Of the state's 372 districts, 152 are bumping up against their charter enrollment cap, according to Education Department statistics. State law stipulates that a maximum of 9 percent of a district's state and local funds can be channeled into charter schools. Boston and other urban districts are nearing their caps, and Cambridge is getting close, Driscoll said. The state Education Department announced earlier this school year that it would not consider charter proposals that seek to serve Boston students.

State figures project that 4,550 Boston students could enroll in charter schools next school year. Charter schools generally range in size between 200 and 400 students.

The Massachusetts Charter School Association disputed Driscoll's conclusions.

"Our analysis shows that there is still plenty of room for charter schools in most of the major school districts in the Commonwealth, all of which fall below the statewide average in MCAS," said Marc Kenen, the association's executive director.

Kenen said his preliminary analysis shows that many cities could still accommodate charters, including Springfield, Worcester, Fall River, New Bedford, Pittsfield, Brockton, Chicopee, Fitchburg, Lowell, and Revere. He said the major districts that have reached a cap are Boston, Cambridge, and Malden, based on current charter schools and new ones that are slated to open; Lawrence and Somerville are close.

An increase in charter proposals for suburban districts could bump up against a stipulation that became an issue last month when the board was considering granting new charters.

The state board chairman, James Peyser, said the board is required to grant three charters yearly in districts where students are performing below average on MCAS tests. Lawmakers inserted the provision four years ago when they amended the charter school law, but it had not been an issue in the past, with ample applications to consider. Most of the applications proposed serving low-performing school districts.

The board is not receiving as many proposals as before, yet it still must make sure that three of the new charter schools it approves serve students in low-performing districts.

"It's another one of the restrictions that's beginning to close in on the movement," Peyser said. "There's a smaller and smaller universe where you can locate charter schools."

Peyser ordered education officials to report next month which districts could still support charters.

What might relieve the situation is if the Legislature adopted Governor Mitt Romney's proposal to lift a number of caps on charter schools, including enrollment limits. But the idea has minimal support, legislators said.

At the same time, a proposed moratorium on new charter schools is gaining steam, said Representative Thomas J. O'Brien, Democrat of Kingston. That proposal calls for halting approval of additional charter schools until the state reconsiders the formula that funds charters. Now, school districts lose several thousand dollars for each student who chooses to attend a charter.

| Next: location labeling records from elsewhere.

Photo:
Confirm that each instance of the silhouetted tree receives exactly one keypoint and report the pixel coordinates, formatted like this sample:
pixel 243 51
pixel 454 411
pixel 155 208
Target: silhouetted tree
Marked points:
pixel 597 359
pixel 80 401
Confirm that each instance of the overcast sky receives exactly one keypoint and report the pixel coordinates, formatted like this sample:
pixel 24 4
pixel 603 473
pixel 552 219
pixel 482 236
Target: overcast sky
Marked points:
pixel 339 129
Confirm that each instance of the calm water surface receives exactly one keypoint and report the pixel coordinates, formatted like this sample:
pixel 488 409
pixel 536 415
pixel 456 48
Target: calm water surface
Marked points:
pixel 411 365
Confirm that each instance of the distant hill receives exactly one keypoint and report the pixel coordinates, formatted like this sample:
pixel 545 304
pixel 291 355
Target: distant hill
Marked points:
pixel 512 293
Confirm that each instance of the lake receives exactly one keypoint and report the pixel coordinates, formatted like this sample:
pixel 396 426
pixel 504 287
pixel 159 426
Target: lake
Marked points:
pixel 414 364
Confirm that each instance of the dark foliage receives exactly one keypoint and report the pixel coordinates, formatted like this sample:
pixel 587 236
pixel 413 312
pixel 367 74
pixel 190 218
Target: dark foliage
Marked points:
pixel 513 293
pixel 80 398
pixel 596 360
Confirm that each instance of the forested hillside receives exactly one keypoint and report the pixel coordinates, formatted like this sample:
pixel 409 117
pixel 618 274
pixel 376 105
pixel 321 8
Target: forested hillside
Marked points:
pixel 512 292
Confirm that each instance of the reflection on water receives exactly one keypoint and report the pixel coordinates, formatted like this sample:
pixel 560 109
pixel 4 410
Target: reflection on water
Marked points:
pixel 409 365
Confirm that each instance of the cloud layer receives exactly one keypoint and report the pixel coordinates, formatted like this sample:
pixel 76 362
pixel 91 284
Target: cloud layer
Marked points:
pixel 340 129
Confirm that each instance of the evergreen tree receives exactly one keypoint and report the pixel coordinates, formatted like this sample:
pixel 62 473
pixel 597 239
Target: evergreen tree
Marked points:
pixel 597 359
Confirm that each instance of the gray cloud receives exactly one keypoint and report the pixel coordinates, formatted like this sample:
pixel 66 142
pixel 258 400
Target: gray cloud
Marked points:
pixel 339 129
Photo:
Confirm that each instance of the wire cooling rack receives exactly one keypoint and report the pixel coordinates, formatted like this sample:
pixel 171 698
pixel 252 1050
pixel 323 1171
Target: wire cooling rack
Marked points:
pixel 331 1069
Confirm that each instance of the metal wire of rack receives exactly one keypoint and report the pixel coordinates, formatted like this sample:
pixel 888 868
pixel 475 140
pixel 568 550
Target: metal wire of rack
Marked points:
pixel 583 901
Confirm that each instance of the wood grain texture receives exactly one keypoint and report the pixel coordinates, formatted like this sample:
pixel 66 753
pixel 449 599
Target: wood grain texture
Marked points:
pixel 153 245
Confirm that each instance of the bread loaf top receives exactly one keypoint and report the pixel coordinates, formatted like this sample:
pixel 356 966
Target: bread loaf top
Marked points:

Also yesterday, Driscoll announced that the state's school systems are slated to lose an estimated $27 million in federal Title I grants next year. The current amount of $260 million pays for reading and math programs in school systems with poor children. Jim Manley, spokesman for Senator Edward M. Kennedy, said Kennedy and other senators are petitioning US Secretary of Education Rod Paige to review the calculations, based on the 2000 census, and to restore the money.